Tout d'abord, j'ai sauté tellement de pages... Quelle plume étouffante, quel style lourd ! C'est ce qui m'a immédiatement marquée dès la première page. On croule sous les métaphores et les périphrases, les phrases à rallonge, le lyrisme maladroit, les références culturelles qui parlent seulement à une élite intellectuelle, les mots inconnus et obsolètes, on en vient à oublier ce dont il parlait à l'origine. Les vestiges de la prepa sont bel et bien là, Arthur n'en a gardé qu'un goût pour l'écriture soignée apparemment. Déçue car il critique la prépa mais agit comme un prof en employant du vocabulaire compliqué à dessein... Pourquoi ? C'est trop, ça ne va pas. Un tel témoignage aurait, je pense, été bien plus marquant avec une plume légère, qui ne passe pas par tous ces détours stylistiques et grammaticaux, je me suis sentie extrêmement mise à distance de l'auteur, je n'arrivais pas à entrer en empathie avec lui. Les mots faisaient barrière.
Ensuite, certes, chaque établissement de prépa est différent. Alors que je pensais avoir passé deux années difficiles dans mon établissement à Lyon, il semble que, comparé à Arthur, j'ai été scolarisée au paradis ! Quel est ce véritable enfer qu'il écrit ?? Je ne remets pas en doute la parole de l'auteur mais quand même... Aucun point positif, vraiment ? Aucun ? Qu'un tel enfer existe me semble aberrant. Et grave. Des professeurs monstrueux, des élèves dont on a lavé le cerveau et
qui doivent être renvoyés chez eux à la limite de la démence , des cantines et des internats immondes,
(la fille qui pleure et qui dit "jure-moi que tu ne diras rien !" avant de s'enfuir, le pauvre Arthur qui est apparemment le seul à tenir tête, la" brebis galeuse", "le vilain canard")
Je ne sais pas. Je ne souhaite pas que le public, après la lecture de cet ouvrage, pense que toutes les prépa sont comme ça. Apparemment Arthur est tombé sur un établissement assez horrible. Mon expérience fut difficile mais pour rien au monde je ne regretterais d'être passée par là. Des profs sévères et exigeants, mais généreux, respectueux, encourageants, se donnant corps et âme pour nous. Des élèves fatigués, parfois brisés, mais soudés par les rires, les soirées, l'entraide, le goût commun pour les études.

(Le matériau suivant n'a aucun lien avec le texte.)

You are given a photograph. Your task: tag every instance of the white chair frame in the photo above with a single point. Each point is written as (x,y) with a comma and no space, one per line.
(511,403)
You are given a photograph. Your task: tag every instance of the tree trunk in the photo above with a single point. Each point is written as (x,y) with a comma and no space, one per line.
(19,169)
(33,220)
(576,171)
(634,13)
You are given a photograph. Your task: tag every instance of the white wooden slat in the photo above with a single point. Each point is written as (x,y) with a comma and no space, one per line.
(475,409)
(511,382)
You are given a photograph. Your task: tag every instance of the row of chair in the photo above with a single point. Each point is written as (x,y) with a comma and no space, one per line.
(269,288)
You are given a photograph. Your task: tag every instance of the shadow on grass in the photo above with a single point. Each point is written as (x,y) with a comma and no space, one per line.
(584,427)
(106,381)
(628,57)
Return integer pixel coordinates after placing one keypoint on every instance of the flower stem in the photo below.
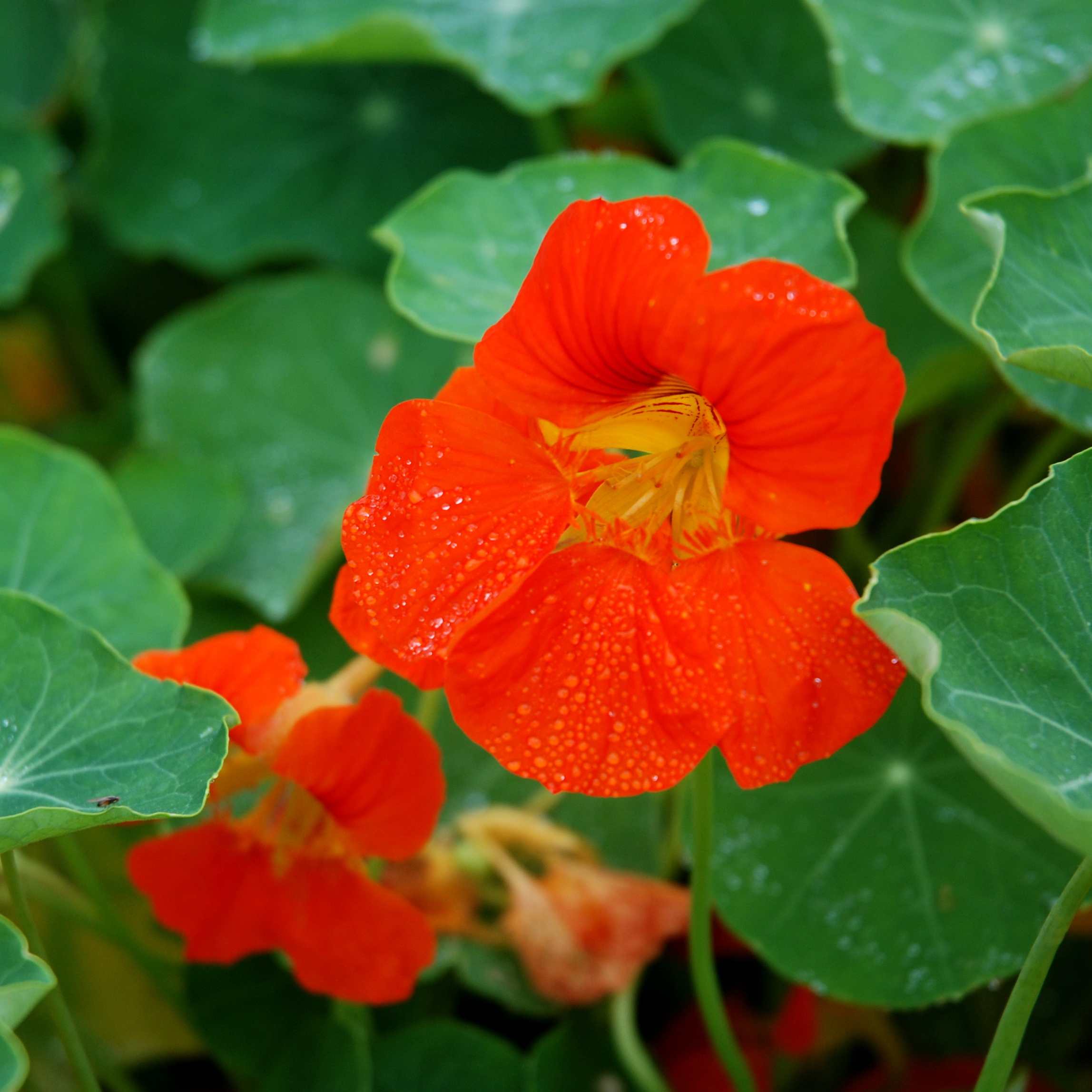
(636, 1061)
(58, 1008)
(1011, 1028)
(702, 968)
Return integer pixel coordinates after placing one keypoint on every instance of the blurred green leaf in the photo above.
(67, 539)
(492, 972)
(446, 1056)
(534, 56)
(732, 71)
(889, 874)
(33, 52)
(913, 71)
(24, 981)
(993, 619)
(275, 1037)
(33, 231)
(283, 383)
(1037, 308)
(79, 726)
(626, 832)
(577, 1056)
(224, 168)
(185, 510)
(937, 361)
(463, 245)
(947, 259)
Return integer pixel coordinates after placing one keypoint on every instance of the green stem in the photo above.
(550, 134)
(627, 1041)
(58, 1008)
(428, 709)
(963, 457)
(702, 968)
(1049, 450)
(81, 871)
(1011, 1029)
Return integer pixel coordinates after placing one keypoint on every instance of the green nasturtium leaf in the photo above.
(936, 358)
(275, 1035)
(890, 874)
(33, 231)
(1037, 308)
(67, 539)
(24, 981)
(79, 727)
(947, 258)
(763, 78)
(913, 71)
(446, 1056)
(533, 55)
(33, 52)
(993, 617)
(463, 245)
(185, 510)
(284, 384)
(223, 168)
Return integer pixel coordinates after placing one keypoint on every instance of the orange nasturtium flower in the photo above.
(579, 538)
(338, 782)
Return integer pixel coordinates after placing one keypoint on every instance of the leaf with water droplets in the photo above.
(463, 245)
(948, 259)
(223, 168)
(915, 70)
(86, 738)
(889, 874)
(283, 384)
(535, 56)
(727, 73)
(1037, 308)
(24, 981)
(66, 539)
(33, 231)
(995, 619)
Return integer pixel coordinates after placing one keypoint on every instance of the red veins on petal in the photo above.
(347, 936)
(593, 679)
(611, 676)
(255, 671)
(804, 384)
(807, 675)
(460, 509)
(375, 770)
(581, 335)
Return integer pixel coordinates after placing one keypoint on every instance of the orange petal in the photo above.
(349, 937)
(584, 932)
(597, 678)
(460, 509)
(213, 885)
(255, 671)
(805, 384)
(580, 337)
(807, 675)
(374, 768)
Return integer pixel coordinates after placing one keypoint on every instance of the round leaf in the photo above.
(87, 738)
(994, 619)
(283, 383)
(223, 168)
(726, 72)
(67, 539)
(890, 874)
(534, 56)
(915, 70)
(464, 244)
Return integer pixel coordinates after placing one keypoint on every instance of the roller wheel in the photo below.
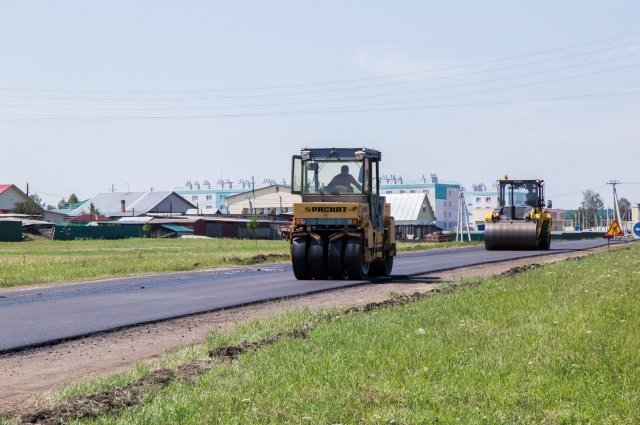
(383, 267)
(357, 269)
(335, 260)
(317, 262)
(299, 258)
(545, 237)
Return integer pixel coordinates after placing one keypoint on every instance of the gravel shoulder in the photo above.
(26, 375)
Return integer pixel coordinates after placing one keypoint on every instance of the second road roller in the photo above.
(343, 228)
(520, 222)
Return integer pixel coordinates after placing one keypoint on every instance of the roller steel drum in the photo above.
(511, 235)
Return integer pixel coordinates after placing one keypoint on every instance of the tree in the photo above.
(591, 202)
(32, 206)
(73, 199)
(93, 210)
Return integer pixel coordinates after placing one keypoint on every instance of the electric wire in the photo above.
(460, 85)
(448, 68)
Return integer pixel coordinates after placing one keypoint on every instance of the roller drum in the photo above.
(511, 235)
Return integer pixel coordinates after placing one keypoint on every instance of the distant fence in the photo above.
(66, 232)
(10, 231)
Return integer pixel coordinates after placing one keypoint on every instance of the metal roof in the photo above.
(177, 228)
(139, 202)
(407, 207)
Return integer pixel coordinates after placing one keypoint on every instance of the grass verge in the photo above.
(45, 261)
(553, 344)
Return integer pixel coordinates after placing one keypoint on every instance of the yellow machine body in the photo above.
(340, 231)
(521, 221)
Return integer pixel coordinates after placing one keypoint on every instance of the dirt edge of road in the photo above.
(27, 375)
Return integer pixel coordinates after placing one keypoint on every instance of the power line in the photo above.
(272, 87)
(353, 97)
(31, 117)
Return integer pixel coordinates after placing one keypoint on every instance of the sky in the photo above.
(128, 96)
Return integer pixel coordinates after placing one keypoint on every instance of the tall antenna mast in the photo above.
(616, 208)
(463, 216)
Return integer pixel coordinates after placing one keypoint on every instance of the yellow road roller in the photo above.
(343, 228)
(521, 221)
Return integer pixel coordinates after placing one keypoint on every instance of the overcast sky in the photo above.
(141, 94)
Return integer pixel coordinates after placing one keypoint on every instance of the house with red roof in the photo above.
(10, 195)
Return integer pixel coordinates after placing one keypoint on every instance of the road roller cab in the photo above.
(520, 221)
(343, 228)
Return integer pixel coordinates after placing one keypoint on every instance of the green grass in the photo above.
(46, 261)
(558, 344)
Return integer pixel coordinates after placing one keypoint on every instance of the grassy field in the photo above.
(556, 344)
(46, 261)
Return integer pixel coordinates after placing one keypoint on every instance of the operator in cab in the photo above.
(345, 179)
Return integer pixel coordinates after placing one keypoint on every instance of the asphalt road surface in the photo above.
(36, 317)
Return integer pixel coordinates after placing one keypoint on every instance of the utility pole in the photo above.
(463, 216)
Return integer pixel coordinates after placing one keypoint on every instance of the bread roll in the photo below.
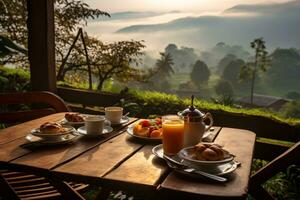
(51, 128)
(209, 152)
(74, 117)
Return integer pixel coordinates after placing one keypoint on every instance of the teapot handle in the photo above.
(211, 121)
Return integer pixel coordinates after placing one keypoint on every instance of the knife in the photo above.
(179, 165)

Etc... Bon, par contre, une directrice monstrueuse, que j'ai clairement retrouvée avec joie dans
La Purge.
En somme, je suis assez déçue. Je respecte énormément
Arthur Nesnidal pour ce qu'il a fait, je suis désolée en pensant à ce qu'il a pu subir... Mais je pense que son livre aurait pu être plus incisif, mieux brodé et agencé sans toutes ces lourdeurs. Je n'ai pas la prétention d'écrire mieux, il est de deux ans mon aîné et nous avons suivi un parcours quelque peu similaire, mais je lui en veux parce qu'il aurait pu se faire meilleur porte-parole (il explique, dans le livre, vouloir justement se faire la voix dénonciatrice pour tous ceux et toutes celles qui subissent, muets/muettes une telle torture).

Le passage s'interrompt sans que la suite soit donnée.